The Winter’s Tale live streaming: a play for our times

A scene from Cheek by Jowl’s The Winter’s Tale

The Winter’s Tale, with its theme of the pain of loss followed by the joy of resurrection, is a play that is particularly appropriate around Easter and Shakespeare’s Birthday, while the portrayal of mental illness makes it very much a play for our troubled times.

As Pat Tatspaugh points out in her excellent Shakespeare at Stratford study in The Arden Shakespeare series, it’s a play that has proved more popular on the stage than in the study where it has tended to be seen as “too complex or too crudely constructed” with a whole list of “problems” including “Leontes’ sudden and apparently inexplicable jealousy; the abandonment of his infant daughter; his public humiliation of Hermione… the abrupt leap forward sixteen years [and] Hermione’s restoration and reunion with Leontes and their daughter”.  Yet audience’s rarely seem bothered by these, and the play’s conclusion is one of the most moving scenes in Shakespeare.

The brilliant international company Cheek by Jowl is currently touring their highly-praised production of The Winter’s Tale and on Wednesday 19 April 2017 it is being live streamed from the Barbican Theatre in London.  With audiences from around the world, the play will be screened with French and Spanish subtitles, and with the option of English access subtitles. This multi-camera screening will be free, and streamed to your computer, made possible due to the support and partnership of the Barbican Centre, The Space, Arts Council England, the BBC, Spain’s El País, France’s Télérama and The Sydney Morning Herald in Australia. Although it will be very special to watch it live, it will be available until midnight on 7th May, on www.cheekbyjowl.com/livestream

A scene from Cheek by Jowl’s The Winter’s Tale

Start time will be 19.30 (BST) and the live link for the show is here on the British Council’s site. The running time will be 2 hrs 40 minutes including a 20 minute interval.

The production, directed by Declan Donnellan, has been described as “an original masterpiece” that “pairs irreverence and inventiveness with emotional clarity and power” (Reviews from Le Figaro and The Stage), and I’ve received more tweets praising it than for any production I can remember. More information about the play is also available at the Barbican website at the moment. It centres around the figure of the King, Leontes “a delusional and paranoid king who tears his family apart”.  This link leads to an interview with Orlando James who plays the role.

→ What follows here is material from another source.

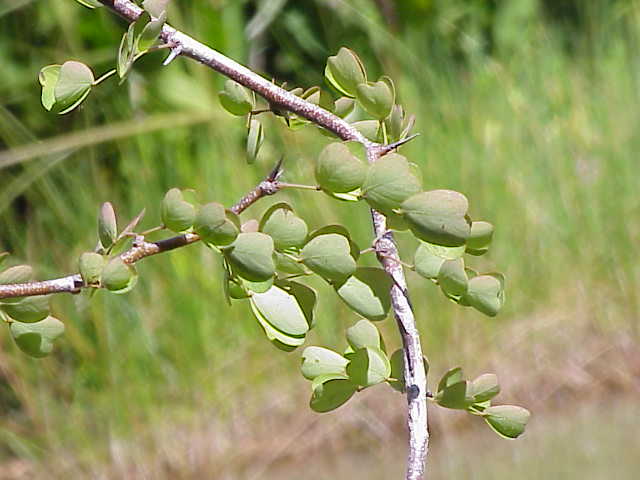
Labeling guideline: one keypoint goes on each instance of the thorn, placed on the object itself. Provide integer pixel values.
(392, 146)
(175, 51)
(277, 171)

Antony Sher as King Leontes in the RSC’s The Winter’s Tale, 1999

I particularly remember Antony Sher’s portrayal of Leontes in the RSC’s 1999 production. On a set that included billowing black cloths, claustrophobic walls and unnatural perspectives, he lurched, wild-eyed, downstage at one point, clearly in the grip of some kind of delusion. Tatspaugh includes extracts from an interview Sher gave to critic Charles Spencer in which he explains that he visited a number of psychiatrists who offered diagnoses of Leontes’ condition. Sher decided the closest match was “psychotic jealousy”, which “descends from a clear blue sky. The patient becomes irrationally convinced that his partner is betraying him and it causes wildly obsessive behaviour, morbid fantasies and paroxysms of rage and violence followed by periods of intense remorse”. Sher’s performance accurately reflected these symptoms, but how, four hundred years ago, did Shakespeare know about them?

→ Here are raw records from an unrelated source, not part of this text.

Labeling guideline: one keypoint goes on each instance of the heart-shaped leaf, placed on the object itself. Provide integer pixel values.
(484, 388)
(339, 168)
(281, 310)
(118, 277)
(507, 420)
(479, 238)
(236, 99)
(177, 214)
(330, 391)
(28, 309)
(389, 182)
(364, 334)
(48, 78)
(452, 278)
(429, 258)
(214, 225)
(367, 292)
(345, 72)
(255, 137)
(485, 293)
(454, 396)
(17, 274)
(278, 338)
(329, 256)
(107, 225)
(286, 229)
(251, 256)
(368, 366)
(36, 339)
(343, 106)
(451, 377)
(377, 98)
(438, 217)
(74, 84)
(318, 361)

This year’s recipient of the annual Pragnell Award, given on 22 April 2017 at Shakespeare’s Birthday Luncheon to someone who has achieved great success in the world of Shakespeare, will be Sir Antony Sher. His most famous roles include Richard III, Macbeth, King Lear, Falstaff and Prospero but my favourite over the years has been Leontes, the relatively unknown, psychologically complex King of Sicilia in the flawed but magnificent  The Winter’s Tale.